La demonización tácita de los otros es una de las fuerzas culturales más perniciosas de nuestro momento histórico. Su justificación implícita -"son diferentes", "padecen defectos graves o repulsivos", "no aman, no viven ni sufren como nosotros"- hace posible todo tipo de fanatismos. De hecho, ofrece una disculpa inmensamente cómoda y aprovechable para deshumanizarlos, marginarlos, odiarlos y cometer actos agresivos contra ellos. Esta práctica, además, divide a la sociedad y fomenta políticas sociales mezquinas. No hay duda de que resulta más fácil aceptar medidas discriminatorias o despiadadas en contra de estos grupos si sentimos que son distintos en algún aspecto básico. Pero si pensamos que estos hombres y mujeres son personas esencialmente como nosotros y sus niños son como los nuestros, tales políticas se caen a pedazos y nos repugnan por su inhumanidad y su frigidez moral.
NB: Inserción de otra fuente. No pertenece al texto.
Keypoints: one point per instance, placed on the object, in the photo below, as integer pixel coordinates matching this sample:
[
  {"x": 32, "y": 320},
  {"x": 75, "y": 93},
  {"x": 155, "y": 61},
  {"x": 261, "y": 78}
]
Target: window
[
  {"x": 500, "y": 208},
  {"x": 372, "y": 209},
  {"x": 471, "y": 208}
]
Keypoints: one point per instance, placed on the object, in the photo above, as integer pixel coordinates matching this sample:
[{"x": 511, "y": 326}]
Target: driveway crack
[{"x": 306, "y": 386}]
Yo creo que el mecanismo de defensa psicológico de proyección nos ayuda a entender el funcionamiento de la demonización. Ciertas personas confunden las emociones de amor y odio, de forma que sólo son capaces de experimentar autoestima si al mismo tiempo sienten profundo desprecio hacia otros. Esta artimaña mental, más o menos inconsciente, les permite reprimir su sentimiento de inferioridad, evadir sus defectos, ignorar su intolerancia y mitigar el miedo secreto a sus propios deseos crueles o a sus impulsos violentos, reflejándolos y desplazándolos convenientemente sobre el grupo satanizado. La táctica de proyección es el método más efectivo para racionalizar los prejuicios, justificar la agresión maligna y legitimizar chivos expiatorios.
Charles Darwin, Friedrich Nietzsche, Sigmund Freud y otros pensadores modernos, por caminos diferentes, han contribuido al consenso de que los demonios son pura ficción, entes ilusorios cuya identidad está atada a los caprichos y avatares de nuestra imaginación, metáforas, símbolos que absorben y reflejan nuestras fobias sociales y nuestro propio odio hacia nosotros mismos. Esta conclusión no nos debe sorprender, pues las personas siempre hemos dado forma y significado al mundo invisible.
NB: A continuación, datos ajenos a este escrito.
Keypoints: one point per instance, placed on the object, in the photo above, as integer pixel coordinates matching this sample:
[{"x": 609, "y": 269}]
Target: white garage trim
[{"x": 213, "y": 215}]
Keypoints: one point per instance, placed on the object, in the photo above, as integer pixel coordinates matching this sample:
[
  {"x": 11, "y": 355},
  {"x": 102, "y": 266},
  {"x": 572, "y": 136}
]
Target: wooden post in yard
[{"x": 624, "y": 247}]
Aunque muchos la crean desaparecida, presiento que la figura del diablo seguirá siendo relevante, porque ofrece una utilidad especial: nos autoriza a mal decir a nuestro antojo a ciertos grupos de hombres y mujeres sin esperanza de reconciliación, de exorcismo o de redención. Y es que nada parece más natural que la facilidad con la que los seres humanos reclamamos la superioridad moral tinos sobre otros.